Presidents can be impeached in days or weeks. It takes years to wreck economies and usually even longer to repair them.

So, will Emmerson Mnangagwa be able to take Zimbabwe’s economy off life support and at least start to put it on the road to recovery? Analysts are very sceptical that a quick solution is even feasible. The euphoria that has gripped the nation has certainly raised hopes that the future will be brighter, but if that improved sentiment is to deliver economic dividends, the government needs to make some drastic reforms.

The first tool President Mnangagwa would need to even get a recovery kick-started is hard currency. Zimbabwe hasn’t had a currency of its own since 2009, after hyperinflation killed off the old Zimbabwean dollar.

Since then, the US dollar has been the main currency for transactions, as well as the South African rand. And in recent years a cash shortage has been slowly strangling the economy, which is half the size it was at the turn of the millennium.

But who would stump up the cash? Western donors will remain wary of a Zanu-PF government which simply sees Robert Mugabe replaced by Mr Mnangagwa.

The International Monetary Fund, which describes Zimbabwe’s economy as one of the most fragile in the world, may be more willing – but only with many strings attached to any deal.

China is possibly the most likely cash benefactor in the initial stages of a Mnangagwa administration. In some circles, Mr Mnangagwa is seen as Zimbabwe’s Deng Xiaoping, the Chinese leader who instigated a degree of market liberalisation.

Assuming the cash is forthcoming, what then? Mr Mnangagwa would have to dump economic policies that are unpalatable to foreign investors.

In 2009, Mr Mugabe signed the Indigenisation and Economic Empowerment Act (IEEA) into law, which aimed to place 51% of companies into the hands of Black Zimbabweans.

Even some Chinese companies have been forced to close their operations in Zimbabwe in recent years, because the IEEA made it unprofitable to do business in the country.

Once considered the breadbasket of Africa, Zimbabwe saw its agricultural production start to plunge at the turn of the century after the government-sanctioned programme of farm seizures.

Some sources claim that Mr Mnangagwa is keen to revitalise Zimbabwe’s commercial farms, and may seek the help of white farmers to do it.

Corruption has been a major restraint on economic growth in Zimbabwe for years. Much of the farmland that was seized from white farmers ended up in the hands of army generals and the political elite, who knew next to nothing about agriculture.

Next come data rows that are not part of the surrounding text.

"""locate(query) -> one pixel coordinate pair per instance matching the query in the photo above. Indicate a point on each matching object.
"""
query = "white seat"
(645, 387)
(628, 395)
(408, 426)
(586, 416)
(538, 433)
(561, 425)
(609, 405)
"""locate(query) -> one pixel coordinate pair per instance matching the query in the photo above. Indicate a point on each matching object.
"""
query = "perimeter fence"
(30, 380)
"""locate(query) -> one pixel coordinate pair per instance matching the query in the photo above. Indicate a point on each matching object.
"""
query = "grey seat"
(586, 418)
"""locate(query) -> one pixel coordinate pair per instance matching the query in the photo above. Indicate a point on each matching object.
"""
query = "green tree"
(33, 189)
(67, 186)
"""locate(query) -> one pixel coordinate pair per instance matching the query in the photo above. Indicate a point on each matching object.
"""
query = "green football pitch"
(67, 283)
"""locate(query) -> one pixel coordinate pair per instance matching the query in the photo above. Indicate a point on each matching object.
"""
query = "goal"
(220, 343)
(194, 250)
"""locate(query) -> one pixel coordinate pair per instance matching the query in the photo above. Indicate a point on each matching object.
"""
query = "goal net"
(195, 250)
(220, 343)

The farms simply fell into disarray. Likewise, businesses that ended up with people with more political connections than entrepreneurial flair more often than not went to the wall.

Not that corruption is confined to Zimbabwe in the African context, but it is one of those places that it seems to trickle down from the top. Just ask any South African who has driven their car across the border and been stopped at a police roadblock.

But Mr Mnangagwa has not escaped the corruption criticism. It is alleged that he was at the top of corruption tree when the army effectively took over the Marange diamond fields in the east of the country in 2008. At the time, he was the defence minister.

That whole affair raised the eyebrows even of Mr Mugabe, who said last year that he felt at least $13bn of revenue had gone missing from the diamond bonanza.

For nearly 20 years, Zimbabwe has been in default on $9bn worth of international debt. That debt needs restructuring, probably with the assistance of the IMF and the World Bank.

Perhaps a government that did not only include Zanu-PF could even get the debt (or some of it) wiped out. Mr Mnangagwa is thought to be open to a new deal with the IMF, but getting new financing and renegotiating old deals would probably be easier for a unity government which included opposition politicians, especially former Finance Minister Tendai Biti.

Formal jobs in Zimbabwe are rare. Unemployment runs at more than 90%. Creating the conditions for investment and seeing that money flows in should have a dramatic short-term effect on unemployment.

Other conditions already exist: the country has an abundance of natural resources in both agriculture and mining, and a potential labour force that’s one of the most skilled in Africa.

All it needs is the political will and the right economic conditions for Zimbabwe’s unemployment statistics to become rather less stratospheric.

Meanwhile, three million Zimbabweans are estimated to live outside the country, having fled the dire economic conditions that emerged over the past two decades. They too have skills which would be useful in the rebuilding of the economy.

But they will have to feel they would be landing on solid and stable ground – both financially and politically. Otherwise, why go back?

In addition, it could be argued that a Zanu-PF dominated government would not want them back this side of an election. The vast majority of the returning diaspora would be unlikely to vote for Mr Mnangagwa and his party.

In the longer term, Zimbabwe needs to have its own currency.

Using the US dollar was necessary after the old Zim dollar became worth less than the paper it was printed on and met its demise.

But there is so much more to creating a viable currency than switching on a printing press. Confidence is key.

Last year, the Reserve Bank introduced “bond notes” which were meant to alleviate the chronic shortage of US dollars in the system.

However, many thought this was an attempt to re-introduce the Zim dollar via the back door.

In fact, the notes have done nothing to address the cash shortage and some analysts say they might have actually made the situation worse, by pushing up the demand for US dollars even further.

Few people like using the bond notes, even though the amount in circulation is relatively low and the denominations are small.

Putting money into a bank was no longer considered the soundest of options, because the cash could only be withdrawn in small amounts and there was always the fear that the Reserve Bank would come for your hard-earned dollars.

So, the stock market soared, ironically becoming one of the best performing bourses in the world. Indeed, the rise in the stock market has only been curtailed by the army intervention and the resignation of Mr Mugabe.